Senza lapidi, senza croci ma, nemmeno, senza un nome. E’ il cimitero delle grave del Gargano, le profonde cavità del terreno carsico del promontorio utilizzate da secoli dai garganici come contenitori di rifiuti e di carcasse di animali e, da almeno una trentina di anni, utilizzate anche come cimitero delle vittime della lupara bianca, l’antico rituale utilizzato dalla mafia per eliminare i rivali scomodi. Uomini, ragazzi, uccisi e poi gettati in una delle tante fenditure del Gargano affinché quei nomi, quei volti siano inghiottiti dalla terra e siano dimenticati. Per sempre. Ma non per le madri, le mogli di quelle vittime che - anche dopo trent’anni - invocano, non solo giustizia, ma anche una lapide su cui piangere. Ma la mafia del Gargano non solo uccide platealmente sparando un colpo di lupara in pieno volto perché i familiari non possano vedere, per l’ultima volta, il proprio congiunto.
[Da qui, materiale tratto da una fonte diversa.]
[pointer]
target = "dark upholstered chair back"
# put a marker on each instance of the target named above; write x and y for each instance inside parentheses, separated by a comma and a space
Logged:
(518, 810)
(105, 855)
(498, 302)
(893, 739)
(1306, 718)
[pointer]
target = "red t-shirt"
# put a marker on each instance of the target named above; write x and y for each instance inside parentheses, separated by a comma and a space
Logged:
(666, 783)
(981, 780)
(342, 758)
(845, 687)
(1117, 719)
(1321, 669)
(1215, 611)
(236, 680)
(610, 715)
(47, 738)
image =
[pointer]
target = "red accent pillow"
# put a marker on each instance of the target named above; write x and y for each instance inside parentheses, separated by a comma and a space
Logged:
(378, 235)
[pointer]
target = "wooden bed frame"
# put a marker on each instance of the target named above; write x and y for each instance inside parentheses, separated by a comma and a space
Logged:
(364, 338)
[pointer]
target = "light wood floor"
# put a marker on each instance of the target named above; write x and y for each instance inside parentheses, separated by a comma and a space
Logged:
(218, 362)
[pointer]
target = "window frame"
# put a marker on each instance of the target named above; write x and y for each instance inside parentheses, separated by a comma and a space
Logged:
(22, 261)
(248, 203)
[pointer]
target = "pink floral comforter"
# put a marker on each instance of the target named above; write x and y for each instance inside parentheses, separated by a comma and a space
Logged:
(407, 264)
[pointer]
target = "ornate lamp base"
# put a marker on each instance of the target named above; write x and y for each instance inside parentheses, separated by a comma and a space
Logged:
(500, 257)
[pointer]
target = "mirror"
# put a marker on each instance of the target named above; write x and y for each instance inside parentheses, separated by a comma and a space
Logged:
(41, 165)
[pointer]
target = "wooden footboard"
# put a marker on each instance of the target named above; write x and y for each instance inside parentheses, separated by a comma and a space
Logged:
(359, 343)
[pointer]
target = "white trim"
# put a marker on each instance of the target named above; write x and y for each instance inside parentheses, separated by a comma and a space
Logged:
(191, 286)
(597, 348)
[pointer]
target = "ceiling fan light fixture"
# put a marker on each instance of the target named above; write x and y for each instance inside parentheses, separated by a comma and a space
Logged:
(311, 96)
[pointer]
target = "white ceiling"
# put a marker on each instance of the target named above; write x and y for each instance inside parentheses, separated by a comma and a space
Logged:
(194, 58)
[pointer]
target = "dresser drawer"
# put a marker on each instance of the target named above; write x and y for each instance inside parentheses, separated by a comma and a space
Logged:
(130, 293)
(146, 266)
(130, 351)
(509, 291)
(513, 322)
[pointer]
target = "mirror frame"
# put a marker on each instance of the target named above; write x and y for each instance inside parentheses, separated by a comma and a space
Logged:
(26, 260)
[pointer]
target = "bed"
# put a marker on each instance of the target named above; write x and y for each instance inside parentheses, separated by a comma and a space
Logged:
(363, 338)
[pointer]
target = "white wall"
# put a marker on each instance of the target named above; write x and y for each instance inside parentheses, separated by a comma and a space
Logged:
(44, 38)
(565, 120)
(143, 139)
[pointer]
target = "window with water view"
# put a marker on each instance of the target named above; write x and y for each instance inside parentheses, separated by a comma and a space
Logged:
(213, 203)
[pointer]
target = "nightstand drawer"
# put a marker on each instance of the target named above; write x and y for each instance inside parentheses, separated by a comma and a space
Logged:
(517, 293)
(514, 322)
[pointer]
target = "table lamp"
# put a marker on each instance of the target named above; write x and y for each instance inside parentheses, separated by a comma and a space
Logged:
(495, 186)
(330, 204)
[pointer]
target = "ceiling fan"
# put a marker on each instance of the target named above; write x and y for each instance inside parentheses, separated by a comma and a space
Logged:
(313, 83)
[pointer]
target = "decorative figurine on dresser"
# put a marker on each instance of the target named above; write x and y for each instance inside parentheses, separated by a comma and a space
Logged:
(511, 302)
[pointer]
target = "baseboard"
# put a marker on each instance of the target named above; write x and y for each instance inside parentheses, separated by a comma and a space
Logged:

La guerra di mafia sul Gargano, nota come faida, nata per questioni di abigeato e poi trasformatasi, nel corso dei decenni, in una guerra per il controllo dei traffici illeciti e del territorio, a volte è anche più terribile e angosciante. Uccide e spesso nasconde le sue vittime. Sono quasi una quarantina le persone scomparse dagli inizi degli anni Ottanta ad oggi. A volte alcuni di quei corpo, di quei resti affiorano. Come accaduto nel 2009 quando dalla grava di Zazzano, tra le campagne di San Marco in Lamis, dagli 80 metri di profondità della cavità emersero i resti di quattro persone. Alcuni speleologi si erano calati nella grotta per pulirla quando, tra carcasse di auto e di animali, furono trovati anche i resti di Michele e Matteo Russo, padre e figlio, di Apricena spariti dalla loro masseria il 2 novembre del 2001 e di Giuseppe Ventrella, un commerciante apricenese scomparso a 44 anni il 31 gennaio del 1991. A nulla servirono gli esami del dna per identificare la quarta vittima, rimasta ancora senza un nome. Ancora senza una lapide. E’ il cimitero della mafia sta consegnando ancora altri morti: nei giorni scorsi nelle campagne tra Vieste e Mattinata i carabinieri in due differenti grave hanno trovato altre ossa umane. Ed ecco allora scorrere il lungo elenco degli scomparsi di Vieste negli ultimi dieci, venti anni. Ci vorrà ancora tempo per dare un nome a quei resti. Ci vorrà ancora tempo per dare una lapide, una croce a quelle ossa.